His mother lost everyone in her village, all of them rounded up and shot at the edge of the ditch which became their grave. His father lost his brother and his young family: father, wife and toddler shot together by the Germans.
Oz documents the birth of Israel as a modern nation. He works in the peace movement seeking some means of coexistence which recognizes both the demands of survival for the Jewish people and justice for those who lived on the land.
Oz wrote that as a child,
I hoped I would grow up to be a book....
Not a writer but a book. And that was from fear.
Because it was slowly dawning on those whose families had not arrived in Israel that the Germans had killed them all....
The air was heavy with dread. And I may have already gathered how easy it is to kill people.
Books are not difficult to burn either, it's true, but if I grew up to be a book, there was a good chance that at least one copy might manage to survive, if not here then in some other country, in some city, in some remote library, in a corner of some godforsaken bookcase.

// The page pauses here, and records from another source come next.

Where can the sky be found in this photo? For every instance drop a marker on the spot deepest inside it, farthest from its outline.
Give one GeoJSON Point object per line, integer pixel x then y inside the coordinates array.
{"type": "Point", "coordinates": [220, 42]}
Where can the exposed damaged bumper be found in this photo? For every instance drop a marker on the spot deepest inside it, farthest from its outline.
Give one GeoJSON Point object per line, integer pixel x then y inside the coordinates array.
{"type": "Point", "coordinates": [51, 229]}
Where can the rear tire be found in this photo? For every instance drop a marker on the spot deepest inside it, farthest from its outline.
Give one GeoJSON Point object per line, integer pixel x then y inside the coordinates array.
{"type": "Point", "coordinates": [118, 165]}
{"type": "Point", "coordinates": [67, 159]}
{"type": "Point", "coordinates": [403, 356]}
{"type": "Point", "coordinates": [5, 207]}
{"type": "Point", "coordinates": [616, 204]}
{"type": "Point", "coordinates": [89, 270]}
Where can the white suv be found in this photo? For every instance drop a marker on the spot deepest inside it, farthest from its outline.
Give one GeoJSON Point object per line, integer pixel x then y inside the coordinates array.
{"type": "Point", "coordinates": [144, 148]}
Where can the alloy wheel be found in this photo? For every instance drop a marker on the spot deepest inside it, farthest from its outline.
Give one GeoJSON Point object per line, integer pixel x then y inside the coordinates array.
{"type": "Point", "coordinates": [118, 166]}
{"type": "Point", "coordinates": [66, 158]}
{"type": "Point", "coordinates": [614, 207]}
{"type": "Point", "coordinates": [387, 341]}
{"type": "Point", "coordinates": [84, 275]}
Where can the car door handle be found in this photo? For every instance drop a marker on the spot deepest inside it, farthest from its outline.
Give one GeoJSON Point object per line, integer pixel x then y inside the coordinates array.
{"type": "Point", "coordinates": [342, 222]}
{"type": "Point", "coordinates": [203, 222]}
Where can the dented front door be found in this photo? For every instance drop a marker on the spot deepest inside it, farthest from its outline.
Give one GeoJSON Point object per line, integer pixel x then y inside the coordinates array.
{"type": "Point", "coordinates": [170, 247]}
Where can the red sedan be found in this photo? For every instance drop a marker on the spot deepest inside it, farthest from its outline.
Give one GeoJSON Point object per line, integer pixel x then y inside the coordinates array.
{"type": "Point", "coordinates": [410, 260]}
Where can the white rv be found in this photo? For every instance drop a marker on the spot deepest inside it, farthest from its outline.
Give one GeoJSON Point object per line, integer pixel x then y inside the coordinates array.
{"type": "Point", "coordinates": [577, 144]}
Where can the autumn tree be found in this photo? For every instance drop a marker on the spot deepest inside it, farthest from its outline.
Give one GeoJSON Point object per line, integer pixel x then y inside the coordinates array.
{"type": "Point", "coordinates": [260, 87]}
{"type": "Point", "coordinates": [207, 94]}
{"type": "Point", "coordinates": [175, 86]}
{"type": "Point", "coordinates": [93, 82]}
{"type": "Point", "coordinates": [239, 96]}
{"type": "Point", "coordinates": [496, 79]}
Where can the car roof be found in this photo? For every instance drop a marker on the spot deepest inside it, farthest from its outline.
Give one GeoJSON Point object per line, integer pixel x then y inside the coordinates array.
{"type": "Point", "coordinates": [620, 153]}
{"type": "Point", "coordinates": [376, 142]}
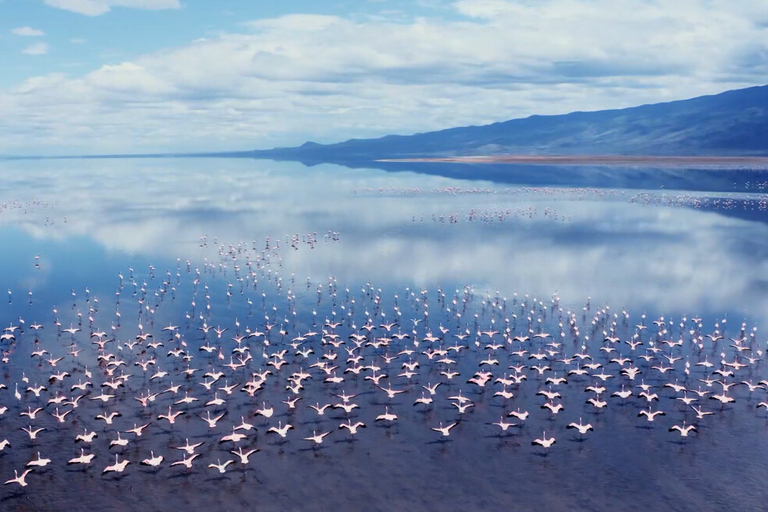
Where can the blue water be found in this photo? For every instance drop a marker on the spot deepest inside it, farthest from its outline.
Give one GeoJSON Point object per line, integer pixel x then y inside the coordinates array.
{"type": "Point", "coordinates": [127, 247]}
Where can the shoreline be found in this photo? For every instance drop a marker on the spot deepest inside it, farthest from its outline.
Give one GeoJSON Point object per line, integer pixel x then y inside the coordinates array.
{"type": "Point", "coordinates": [605, 160]}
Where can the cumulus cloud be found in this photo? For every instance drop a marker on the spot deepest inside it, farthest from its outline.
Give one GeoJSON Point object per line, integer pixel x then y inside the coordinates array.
{"type": "Point", "coordinates": [27, 32]}
{"type": "Point", "coordinates": [98, 7]}
{"type": "Point", "coordinates": [284, 80]}
{"type": "Point", "coordinates": [36, 49]}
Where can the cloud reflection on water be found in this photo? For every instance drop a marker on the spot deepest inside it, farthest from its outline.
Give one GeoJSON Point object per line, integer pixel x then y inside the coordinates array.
{"type": "Point", "coordinates": [642, 257]}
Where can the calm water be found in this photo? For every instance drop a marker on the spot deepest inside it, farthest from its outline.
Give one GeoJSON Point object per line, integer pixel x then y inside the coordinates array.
{"type": "Point", "coordinates": [131, 247]}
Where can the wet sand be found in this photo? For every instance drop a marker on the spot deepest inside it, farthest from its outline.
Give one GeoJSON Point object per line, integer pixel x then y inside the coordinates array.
{"type": "Point", "coordinates": [719, 162]}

I am always fascinated by the dedication to learning in so many Jewish families. Whether by reading Isaac Bashevis Singer or Chaim Potok, one sees what a heritage of study marked the tradition of the Jewish people. Sometimes the wives of rabbis would support the family, to allow the scholar to dedicate himself to his work. Oz wonders if the familiarity with finer thought outpaced the possibilities for his parents, and especially for his mother in her traditional role. A delicate soul, she was haunted by ghosts, an unhappy marriage and the pettiness she saw around her. She loved and forgave up to the point of her own great generosity, until illness and despair overtook her.
The story of the war of 1948 is a sober memory. People spent months in their cellars, holed up tightly with other families. For those who had just survived war, they had to endure a siege. A teenage boy, the only child of neighbors, was killed in front of his house. Another man was shot and they found him in the morgue, identified only by the socks which Oz' father had lent to him.
The author shows this difficult relationship with the other, the Arabs, in his memoir. As a young child, a kind Arab man came to his aid when he became separated from his babysitter. In a childhood accident initiated by Oz, an Arab child was injured, fainted and then was whisked away by his family. Inquiries on the part of his father about the child were rebuffed. Like a parable for the larger political situation, the impact made by one people on another can be largely hidden behind the curtain on the life of the other.
After his mother's death, Oz moved to a kibbutz. He spent thirty years there, finding that as much as he tried to leave the intense and insular life of learning behind in favor of the rugged simplicity of the farmer-settler, he found himself to be at heart a writer. At the point where he finds his own life is the subject of his art, he leaves off his personal history.
Oz shows a sympathy gathered up from the years to look back on a shadowed childhood and the struggles of a people driven back to the corner of the earth where they came from. The sufferings of the Jewish people are apocalyptic, and yet the need for justice among the clashing peoples is acute, as Oz acknowledges.